Option 2: Tailscale (or another private overlay)

If you use Tailscale, WireGuard, Nebula, or a similar overlay, your devices get private IPs on a network only you control. You can grant the node’s API access to that overlay with two steps:

  1. Bind the API to a non-loopback address so the socket is reachable from the overlay at all. This is important: the node only installs the source-IP filter when the API is bound to something other than loopback, so leaving ws-api-address = "127.0.0.1" means the allowed-source-cidrs entry below has no effect (it can’t, the socket never sees overlay traffic). Bind to the overlay interface’s IP, or to the wildcard address:

    # ~/.config/freenet/config.toml
    [ws-api]
    ws-api-address = "0.0.0.0"
    ws-api-port = 7509
    
  2. Extend the source-IP allowlist to cover the overlay’s address range. For Tailscale, that’s the CGNAT range 100.64.0.0/10, or, ideally, a narrower CIDR matching just your tailnet’s assigned subnet:

    [ws-api]
    allowed-source-cidrs = ["100.64.0.0/10"]
    # Or, stricter: only addresses in your assigned tailnet subnet:
    # allowed-source-cidrs = ["100.64.1.0/24"]
    

    You can also pass this on the command line or via environment variable:

    freenet --allowed-source-cidrs 100.64.0.0/10
    # or
    ALLOWED_SOURCE_CIDRS=100.64.0.0/10 freenet
    

    Multiple ranges can be supplied by repeating the flag or using a comma-separated list. IPv6 CIDRs (e.g. Tailscale’s fd7a:115c:a1e0::/48) are supported.

With both set, the node will accept API requests from any device on your tailnet but continue to reject everything else.
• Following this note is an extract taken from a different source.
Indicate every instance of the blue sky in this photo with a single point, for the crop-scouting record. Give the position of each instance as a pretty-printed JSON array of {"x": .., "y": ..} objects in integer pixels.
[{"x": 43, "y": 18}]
What the allowlist does not do

allowed-source-cidrs only extends the built-in private-IP check. It is never a substitute for one of:

  • binding the API to a private interface you control, or
  • running the API behind a VPN, SSH tunnel, or authenticated reverse proxy.

In particular, do not add a public CIDR to this list. Doing so publishes your node’s full client API to anyone who can route packets to that address.

Why the default is strict

Earlier versions of the node rejected every non-private source IP with the message “Only local network connections are allowed”. Keeping that default unchanged means the security posture for users who don’t configure anything is identical to what it has always been: loopback and LAN only. Opting in to a wider allowlist is an explicit choice and requires naming the exact ranges you trust.